BELARMINO BICAS
Irmão
X
Depois da
festa beneficente, em que servíramos justos, Belarmino Bicas, prezado
companheiro a que nos afeiçoamos, no Plano Espiritual, chamou-me à parte e
falou, decidido:
- Bem, já que
estivemos hoje em tarefa de solidariedade, estimaria solicitar um favor...
Ante a
surpresa que nos assaltou, Belarmino prosseguiu:
- Soube que
você ainda dispões de alguma facilidade para escrever aos companheiros
encarnados na Terra e gostaria de confiar-lhe um assunto...
- Que assunto?
- Acontece
que desencarnei com cinquenta e oito anos de idade, após vinte de convicção
espírita. Abracei os princípios codificados por Allan Kardec, aos trinta e
oito, e, como sempre fora irascível por temperamento, organizei, desde os
meus primeiros contactos com a Doutrina Consoladora, uma relação diária de
todas as minhas exasperaçãoes, apontando-lhes as causas para estudos
posteriores... Os meus desconchavos, porém, foram tantos que, apesar dos
nobres conhecimentos assimilados, suprimi, inconscientemente, vinte e dois
anos da quota de oitenta que me cabia desfrutar no corpo físico, regressando
à Pátria Espiritual na condição de suicida indireto... Somente aqui, pude
examinar os meus problemas e acomodar-me às desilusões... Quantos tesouros
perdidos por bagatelas!
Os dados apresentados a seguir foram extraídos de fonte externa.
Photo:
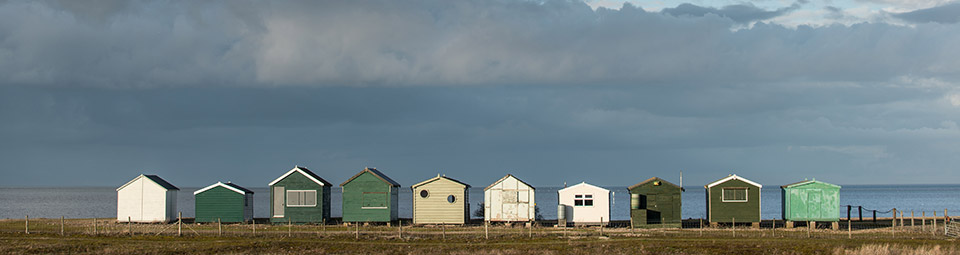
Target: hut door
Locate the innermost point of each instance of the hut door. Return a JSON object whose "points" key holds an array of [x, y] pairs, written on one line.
{"points": [[278, 205]]}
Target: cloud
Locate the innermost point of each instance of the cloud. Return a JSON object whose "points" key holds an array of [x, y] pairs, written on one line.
{"points": [[947, 13], [450, 43], [741, 13]]}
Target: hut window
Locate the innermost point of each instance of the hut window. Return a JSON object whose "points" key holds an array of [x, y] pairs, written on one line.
{"points": [[582, 200], [734, 195], [302, 198]]}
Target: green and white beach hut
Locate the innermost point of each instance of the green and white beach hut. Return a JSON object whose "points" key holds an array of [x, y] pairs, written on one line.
{"points": [[811, 200], [370, 196], [441, 200], [655, 203], [299, 196], [223, 202], [733, 199]]}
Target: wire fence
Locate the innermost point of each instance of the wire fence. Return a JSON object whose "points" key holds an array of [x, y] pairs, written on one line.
{"points": [[884, 227]]}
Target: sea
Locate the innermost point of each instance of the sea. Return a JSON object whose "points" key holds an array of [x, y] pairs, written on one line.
{"points": [[101, 202]]}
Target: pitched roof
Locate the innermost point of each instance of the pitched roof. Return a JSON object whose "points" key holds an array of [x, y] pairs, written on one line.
{"points": [[805, 182], [437, 178], [652, 179], [228, 185], [508, 176], [732, 177], [306, 172], [155, 179], [376, 173], [584, 184]]}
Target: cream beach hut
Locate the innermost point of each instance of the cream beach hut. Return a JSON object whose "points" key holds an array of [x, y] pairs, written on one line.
{"points": [[147, 198], [509, 199]]}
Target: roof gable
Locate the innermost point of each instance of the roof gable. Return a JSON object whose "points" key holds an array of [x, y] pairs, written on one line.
{"points": [[153, 178], [376, 173], [584, 184], [438, 178], [230, 186], [808, 182], [305, 172], [653, 179], [733, 177], [509, 176]]}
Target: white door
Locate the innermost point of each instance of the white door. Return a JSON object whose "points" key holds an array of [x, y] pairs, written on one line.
{"points": [[278, 204]]}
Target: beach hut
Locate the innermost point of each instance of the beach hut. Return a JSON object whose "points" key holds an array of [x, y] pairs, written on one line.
{"points": [[299, 196], [655, 203], [370, 196], [810, 200], [509, 199], [585, 204], [147, 198], [441, 200], [733, 199], [223, 202]]}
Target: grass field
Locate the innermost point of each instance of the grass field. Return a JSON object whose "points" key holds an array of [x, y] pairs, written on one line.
{"points": [[272, 239]]}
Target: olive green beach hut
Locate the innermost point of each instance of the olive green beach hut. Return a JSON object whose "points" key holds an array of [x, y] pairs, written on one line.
{"points": [[370, 196], [441, 200], [810, 200], [224, 202], [733, 199], [655, 203], [299, 196]]}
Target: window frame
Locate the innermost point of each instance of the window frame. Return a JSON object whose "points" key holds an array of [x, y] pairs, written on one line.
{"points": [[302, 192], [746, 195]]}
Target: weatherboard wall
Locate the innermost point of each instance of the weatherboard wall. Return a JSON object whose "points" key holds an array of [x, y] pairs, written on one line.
{"points": [[300, 214], [223, 204], [367, 198]]}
Quanta asneira em nome do sentimento!...
E, exibindo
curioso papel, Belarmino acrescentava:
- Conte o meu
caso para quem esteja ainda carregando a bobagem do azedume! Fale do
perigo das zangas sistemáticas, insista na necessidade da tolerância, da
paciência, da serenidade, do perdão! Rogue aos nossos companheiros
para que não percam a riqueza das horas com suscetibilidades e amuos,
explique ao pessoal na Terra que mau-humor também mata!...
Foi então que
passei à leitura da interessante estatística de irritações, que não me furto
à satisfação de transcrever: Belarmino Bicas – Número de cóleras e mágoas
desnecessárias com a especificação das causas respectivas, de 1936 a 1956
1811
em razão de contrariedades em famíla;
906
por indispor-se, dentro de casa, em questão de alimentação e higiene;
1614
por altercações com a esposa, em divergência na conduta doméstica e
social;
1801
por motivo de desgostos com os filhos, genros e nora;
11
por descontentamento com os netos;
1015
por entrar em choque com chefes de serviço;
1333
por incompatibilidade no trato com os colegas;
1012 em
virtude de reclamações a fornecedores e logistas em casos de pouca monta;
614
por mal-entendidos com vizinhos;
315
por ressentimentos com amigos íntimos;
1089 por
melindres ante o descaso de funcionários e empregados de instituições
diversas;
615
por aborrecimentos com barbeiros e alfaiates;
777 por
desacordos com motoristas e passageiros desconhecidos, em viagem de ônibus,
automóveis particulares, bondes e lotações;
419
por desavenças com leiteiros e padeiros;
820
por malquistar-se com garções em retaurantes e cafés;
211
por ofender-se com dificuldades em serviços de telefones;
90
por motivo de controvérsias em casas de diversões;
815
por abespinhar-se com opiniões alheias em matéria religiosa;
217
por incompreensões com irmãos de fé, no templo espírita;
901
por engano ou inquietação, diante de pessoas imaginários ou da
perspectiva de acontecimentos desagradáveis que nunca sucederam.
Total: 16.386
exasperações inúteis.
Esse, o
apanhado das irritações do prestimoso amigo Bicas: 16.386 dissabores
dispensáveis em 7.300 dias de existência, e, isso, por quatro lustros mais
belos de sua passagem no mundo, porque iluminados pelos clarões do Evangelho
Redivivo. Cumpro-lhe o desejo de tornar conhecida a sua experiência que, a
nosso ver, é tão importante quanto as observações que previnem
desequilíbrios e enfermidades, embora estejamos certos de que muita gente
julgará o balanço de Belarmino por mera invencionice de Espírito loroteiro.